A simple and efficient approach for preparing cationic coating with tunable electroosmotic flow for capillary zone electrophoresis-mass spectrometry-based top-down proteomics

Background: Capillary zone electrophoresis-tandem mass spectrometry (CZE-MS/MS) has become a valuable analytical technique in top-down proteomics (TDP). CZE-MS/MS-based TDP typically employs separation capillaries with neutral coatings (i.e., linear polyacrylamide, LPA). However, issues related to separation resolution and reproducibility remain with the LPA-coated capillaries due to the unavoidable non-specific protein adsorption onto the capillary wall. Cationic coatings can be critical alternatives to LPA coating for CZE-MS/MSbased TDP due to the electrostatic repulsion between the positively charged capillary inner wall and proteoform molecules in the acidic separation buffer. Unfortunately, there are only very few studies using cationic coatingbased CZE-MS/MS for TDP studies. Results: In this work, we aimed to develop a simple and efficient approach for preparing separation capillaries with a cationic coating, i.e., poly (acrylamide-co-(3-acrylamidopropyl) trimethylammonium chloride [PAMAPTAC]) for CZE-MS/MS-based TDP. The PAMAPTAC coating-based CZE-MS produced significantly better separation resolution of proteoforms compared to the traditionally used LPA-coated approach.

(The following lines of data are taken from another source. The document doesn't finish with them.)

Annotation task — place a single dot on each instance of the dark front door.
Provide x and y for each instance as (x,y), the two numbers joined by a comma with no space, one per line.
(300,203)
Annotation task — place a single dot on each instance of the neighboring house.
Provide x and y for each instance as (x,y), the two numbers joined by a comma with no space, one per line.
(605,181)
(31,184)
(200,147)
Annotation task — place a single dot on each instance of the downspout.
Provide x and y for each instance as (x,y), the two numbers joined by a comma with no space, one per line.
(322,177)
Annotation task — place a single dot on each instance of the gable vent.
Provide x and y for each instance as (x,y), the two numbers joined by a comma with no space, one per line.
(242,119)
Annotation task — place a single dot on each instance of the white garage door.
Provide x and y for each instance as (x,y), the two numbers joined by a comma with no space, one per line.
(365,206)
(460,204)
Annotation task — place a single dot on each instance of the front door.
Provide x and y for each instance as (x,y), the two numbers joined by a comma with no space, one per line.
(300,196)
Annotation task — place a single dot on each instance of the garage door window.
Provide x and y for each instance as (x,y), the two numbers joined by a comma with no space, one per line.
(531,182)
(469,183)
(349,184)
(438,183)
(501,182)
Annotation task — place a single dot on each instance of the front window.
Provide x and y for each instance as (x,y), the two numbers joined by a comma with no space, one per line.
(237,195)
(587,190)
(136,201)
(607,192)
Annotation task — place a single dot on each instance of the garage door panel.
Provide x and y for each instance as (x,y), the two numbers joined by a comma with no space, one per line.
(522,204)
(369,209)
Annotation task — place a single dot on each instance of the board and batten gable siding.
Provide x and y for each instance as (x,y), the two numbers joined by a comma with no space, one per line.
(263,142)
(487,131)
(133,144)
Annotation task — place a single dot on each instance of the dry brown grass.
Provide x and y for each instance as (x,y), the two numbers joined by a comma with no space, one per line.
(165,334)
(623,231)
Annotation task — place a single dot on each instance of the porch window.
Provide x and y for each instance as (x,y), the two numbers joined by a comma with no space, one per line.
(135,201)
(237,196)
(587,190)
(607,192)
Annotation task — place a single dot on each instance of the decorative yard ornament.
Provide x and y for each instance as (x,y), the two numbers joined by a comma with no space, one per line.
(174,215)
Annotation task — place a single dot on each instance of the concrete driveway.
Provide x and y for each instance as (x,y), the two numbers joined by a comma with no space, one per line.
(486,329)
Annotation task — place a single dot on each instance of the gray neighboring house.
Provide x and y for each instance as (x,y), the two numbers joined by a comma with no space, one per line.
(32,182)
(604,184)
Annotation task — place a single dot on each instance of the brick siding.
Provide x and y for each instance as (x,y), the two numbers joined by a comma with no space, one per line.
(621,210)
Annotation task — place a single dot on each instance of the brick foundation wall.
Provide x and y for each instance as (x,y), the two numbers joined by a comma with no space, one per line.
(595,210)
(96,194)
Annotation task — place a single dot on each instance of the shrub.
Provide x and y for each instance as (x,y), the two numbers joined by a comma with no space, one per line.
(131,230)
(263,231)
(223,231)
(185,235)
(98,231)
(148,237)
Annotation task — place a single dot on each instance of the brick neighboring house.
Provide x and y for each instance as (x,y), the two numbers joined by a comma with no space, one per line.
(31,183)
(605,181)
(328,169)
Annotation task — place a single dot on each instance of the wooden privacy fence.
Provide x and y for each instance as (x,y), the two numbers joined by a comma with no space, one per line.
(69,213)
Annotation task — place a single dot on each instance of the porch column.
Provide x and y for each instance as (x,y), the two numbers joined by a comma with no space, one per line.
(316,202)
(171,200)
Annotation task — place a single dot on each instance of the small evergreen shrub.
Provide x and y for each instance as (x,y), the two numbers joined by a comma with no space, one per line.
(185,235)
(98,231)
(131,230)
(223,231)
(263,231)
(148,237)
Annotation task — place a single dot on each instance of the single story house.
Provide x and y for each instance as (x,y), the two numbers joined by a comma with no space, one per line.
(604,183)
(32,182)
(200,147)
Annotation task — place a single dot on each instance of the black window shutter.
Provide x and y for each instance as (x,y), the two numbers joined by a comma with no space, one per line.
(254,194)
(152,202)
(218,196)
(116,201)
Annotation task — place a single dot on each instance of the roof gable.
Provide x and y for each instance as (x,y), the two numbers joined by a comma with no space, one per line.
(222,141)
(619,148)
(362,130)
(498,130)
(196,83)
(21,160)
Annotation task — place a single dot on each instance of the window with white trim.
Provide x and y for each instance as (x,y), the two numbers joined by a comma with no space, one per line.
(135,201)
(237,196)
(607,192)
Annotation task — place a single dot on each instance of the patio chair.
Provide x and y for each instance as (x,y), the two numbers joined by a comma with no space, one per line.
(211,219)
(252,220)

It achieved reproducible separation and measurement of a simple proteoform mixture and a complex proteome sample (i.e., a yeast cell lysate) regarding migration time, proteoform intensity, and the number of proteoform identifications. The PAMAPTAC coating-based CZE-MS enabled the detection of large proteoforms (>= 30 kDa) from the yeast cell lysate reproducibly without any size-based prefractionation. Interestingly, the mobility of proteoforms using the PAMAPTAC coating can be predicted accurately using a simple semi-empirical model. Significance: The results render the PAMAPTAC coating as a valuable alternative to the LPA coating to advance CZE-MS-based TDP towards high-resolution separation and highly reproducible measurement of proteoforms in complex samples.